Too much education related discussion going on right now. Thought I'd throw in an interesting study to change topics.

Prehosp Emerg Care. 2005 Jan-Mar;9(1):79-84.Click here to read Links

HEMS vs. Ground-BLS care in traumatic cardiac arrest.

Di Bartolomeo S, Sanson G, Nardi G, Michelutto V, Scian F.

OBJECTIVE: To assess whether a top-level type of prehospital care, made of helicopter, physician, and advanced life support (ALS) procedures, improves the outcome of blunt trauma victims found in cardiac arrest (CA) as compared with a simpler type, composed of ground ambulance, nurse, and expanded basic life support (BLS).

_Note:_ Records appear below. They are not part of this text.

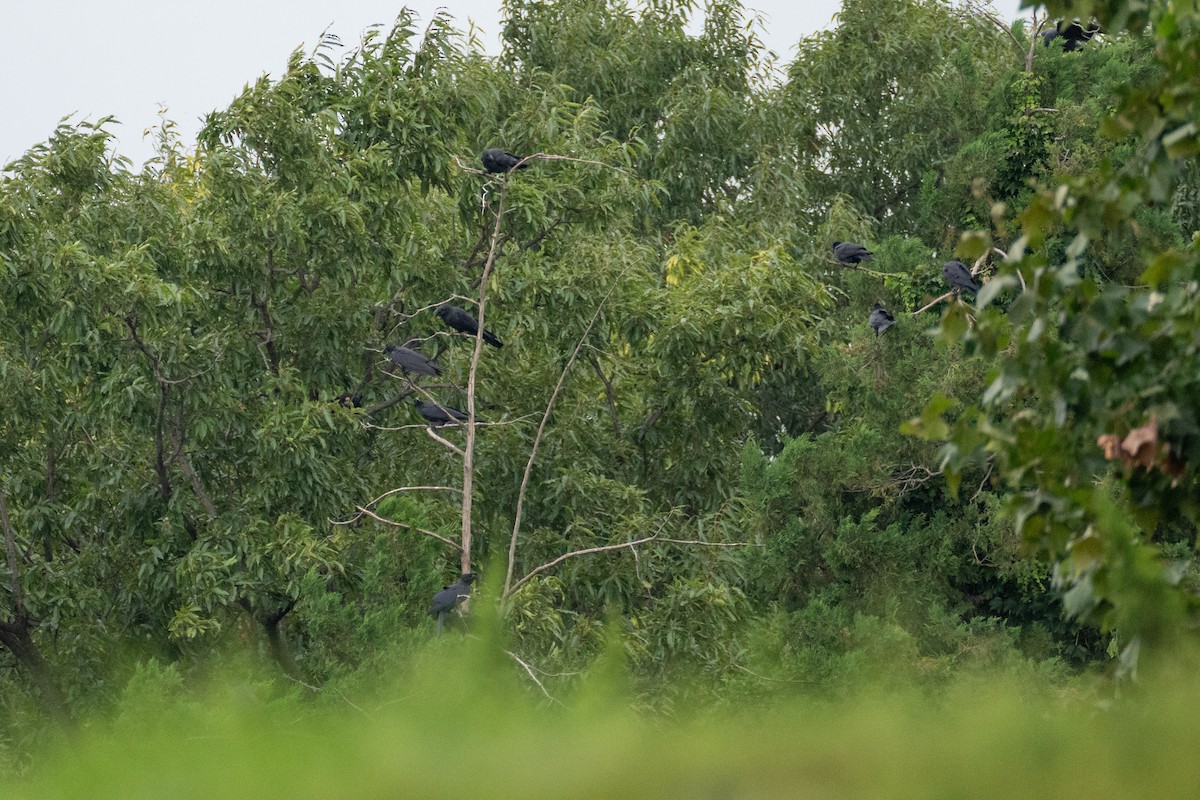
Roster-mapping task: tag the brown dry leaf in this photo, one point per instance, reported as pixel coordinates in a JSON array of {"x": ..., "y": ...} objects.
[{"x": 1140, "y": 445}]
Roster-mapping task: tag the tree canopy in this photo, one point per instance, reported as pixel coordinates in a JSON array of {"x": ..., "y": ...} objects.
[{"x": 691, "y": 440}]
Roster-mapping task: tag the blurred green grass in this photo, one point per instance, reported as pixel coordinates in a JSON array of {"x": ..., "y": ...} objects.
[{"x": 459, "y": 720}]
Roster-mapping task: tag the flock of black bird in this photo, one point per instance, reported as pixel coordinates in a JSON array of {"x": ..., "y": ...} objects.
[
  {"x": 498, "y": 161},
  {"x": 954, "y": 272},
  {"x": 412, "y": 361}
]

METHODS: This was a cohort study from the data set of a prospective, population-based, 12-month study targeting the 1,200,000 inhabitants of the Italian region Friuli Venezia Giulia. RESULTS: Fifty-six victims received the higher level of care (helicopter emergency medical services [HEMS] group) and 73 received the lower one (ground-BLS group). The two groups were homogeneous for mechanism of injury, gender, and time interval before cardiopulmonary resuscitation (CPR). Age was lower in the ground-BLS group. The percentage of patients in which CPR was attempted was significantly higher in the HEMS group (43% vs. 20%; CI 0.061 to 0.379). On-scene return of spontaneous circulation (ROSC) was also more likely in the HEMS group (37.5% of attempted CPRs vs. 6.6%; CI 0.027 to 0.591). None of the patients evacuated from the scene without ROSC ever attained it in hospital. This policy was virtually exclusive to the ground-BLS group. Survival to hospital discharge was 3.5% (severely disabled) in the HEMS group and 0% in the ground-BLS group (CI -0.008 to 0.078).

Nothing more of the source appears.